10、所有Executor都反向注册到Driver上之后,Driver结束SparkContext初始化,会继续执行我们自己编写的代码。
11、每执行到一个action,就会创建一个job。
12、job,会提交给DAGScheduler。
13、DAGScheduler,会将job划分为多个stage,然后每个stage创建一个TaskSet。(stage,stage划分算法)。
14、每个TaskSet会提交给TaskScheduler。
15、TaskScheduler,会把TaskSet里每一个task提交到executor上执行。所以,之前哪些executor是注册到这个TaskScheduler上面来,那么TaskScheduler在接收到TaskSet的时候,就会把Task提交到那些executor上面去。(task分配算法)
16、Executor(进程),有一个线程池,每接收到一个task,都会用TaskRunner来封装task,然后从线程池里取出一个线程,执行这个task。
17、TaskRunner,将我们编写的代码,也就是要执行的算子以及函数,拷贝,反序列化,然后执行task。(Task,有两种,ShuffleMapTask和ResultTask,只有最后一个stage是ResultTask,之前的stage都是ShuffleMapTask)。
18、所以,最后整个spark应用程序的执行,就是stage分批次作为taskset提交到executor执行,每个task针对RDD的一个partition,执行我们定义的算子和函数,这些task在执行完对初始的RDD的算子和函数之后,会产生一个新的RDD,这批task如果在一个stage里面,他会继续执行我们对第二个RDD定义的算子和函数,然后以此类推,这个stage执行完以后会执行下一个stage,到job,直到所有操作执行完为止。
上述过程可简化为以下过程:
1、在main方法中初始化SparkContext,SparkContext(客户端)会向Master(也可以说是资源管理器)发送应用注册消息,并申请运行Executor资源(此处是standalone环境,如果是onYarn就是ResourceManager),Master会给Client返回一个注册结果,Client将该Application标注为已注册。
2、Master根据应用的资源,给选择Worker分配Executor资源并启动StandaloneExecutorBackend;
3、启动Executor后,Executor会向SparkContext(客户端)发送注册成功信息,同时将运行情况将随着心跳发送到Master上,并申请Task;
4、当SparkContext的RDD触发行动操作后,将创建RDD的DAG,通过DAGSchedule进行划分stage转化为TaskSet,并把Taskset发送给Task Scheduler;
5、Task Scheduler将Task发送给注册的Executor运行,同时SparkContext将应用程序代码发送给Executor,Excutor接收到任务消息后,启动并运行任务(也就是说任务是在Excutor中执行);
6、最后当所有任务运行时,有Driver处理结果并回收资源。

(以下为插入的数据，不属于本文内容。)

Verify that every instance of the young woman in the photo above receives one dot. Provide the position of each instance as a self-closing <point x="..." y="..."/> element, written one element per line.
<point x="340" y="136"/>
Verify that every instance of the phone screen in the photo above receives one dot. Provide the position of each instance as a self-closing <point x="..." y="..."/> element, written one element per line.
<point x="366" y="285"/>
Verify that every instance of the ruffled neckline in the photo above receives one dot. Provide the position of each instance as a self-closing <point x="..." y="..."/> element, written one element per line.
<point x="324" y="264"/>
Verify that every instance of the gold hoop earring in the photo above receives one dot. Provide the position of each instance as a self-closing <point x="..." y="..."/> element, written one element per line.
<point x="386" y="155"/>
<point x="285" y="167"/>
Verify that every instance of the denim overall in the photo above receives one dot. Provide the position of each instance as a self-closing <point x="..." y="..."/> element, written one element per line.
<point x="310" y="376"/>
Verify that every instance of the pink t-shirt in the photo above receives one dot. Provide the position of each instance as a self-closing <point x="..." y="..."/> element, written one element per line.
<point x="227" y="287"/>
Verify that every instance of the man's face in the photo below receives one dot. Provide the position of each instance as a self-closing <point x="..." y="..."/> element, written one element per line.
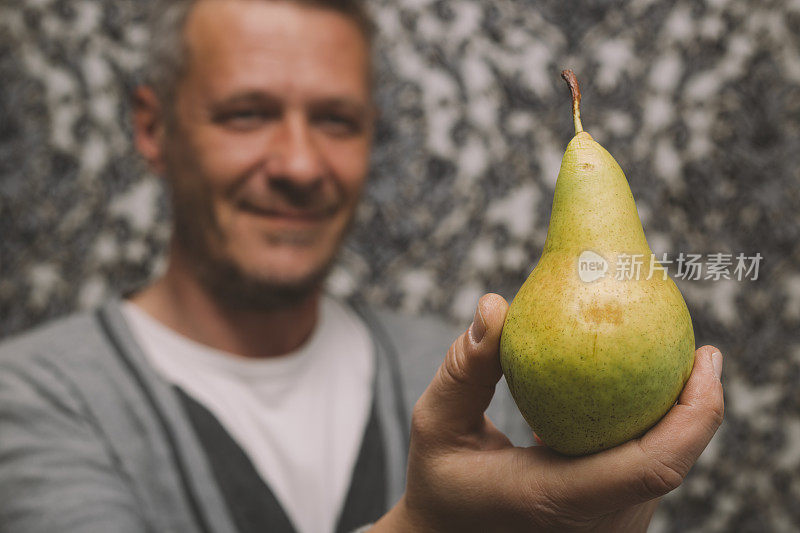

(Driver来申请资源和回收资源)
代码流程图如下:
运行流程图如下:
Spark运行架构特点:
- 每个Application获取专属的executor进 程,该进程在Application期间一直驻留,并以多线程方式运行tasks。这种Application隔离机制有其优势的,无论是从调度角度看 (每个Driver调度它自己的任务),还是从运行角度看(来自不同Application的Task运行在不同的JVM中)。当然,这也意味着 Spark Application不能跨应用程序共享数据,除非将数据写入到外部存储系统。
- Spark与资源管理器无关,只要能够获取executor进程,并能保持相互通信就可以了。
- 提 交SparkContext的Client应该靠近Worker节点(运行Executor的节点),最好是在同一个Rack里,因为Spark Application运行过程中SparkContext和Executor之间有大量的信息交换;如果想在远程集群中运行,最好使用RPC将 SparkContext提交给集群,不要远离Worker运行SparkContext。
- Task采用了数据本地性和推测执行的优化机制。
代码流程:
a) 创建client向master注册Application的注册线程池
类:StandaloneAppClient在ClientEndpoint(ClientEndpoint为StandaloneAppClient的私有类)的tryRegisterAllMaster方法中创建注册线程池registerMasterThreadPool,在该线程池中启动注册线程并向Master发送RegisterApplication注册应用的消息,代码如下所示:
类:
/**
* Register with all masters asynchronously and returns an array `Future`s for cancellation.
*/
private def tryRegisterAllMasters(): Array[JFuture[_]] = {
// 由于HA等环节中有多个Master,需要遍历所有Master发送消息
for (masterAddress <- masterRpcAddresses) yield {
//向线程池中启动注册线程,当该线程读到应用注册成功标识registered=true时退出注册线程
registerMasterThreadPool.submit(new Runnable {
override def run(): Unit = try {
if (registered.get) {
return
}
logInfo("Connecting to master " + masterAddress.toSparkURL + "...")
//获取Master端的引用,发送注册应用消息
val masterRef = rpcEnv.setupEndpointRef(masterAddress, Master.ENDPOINT_NAME)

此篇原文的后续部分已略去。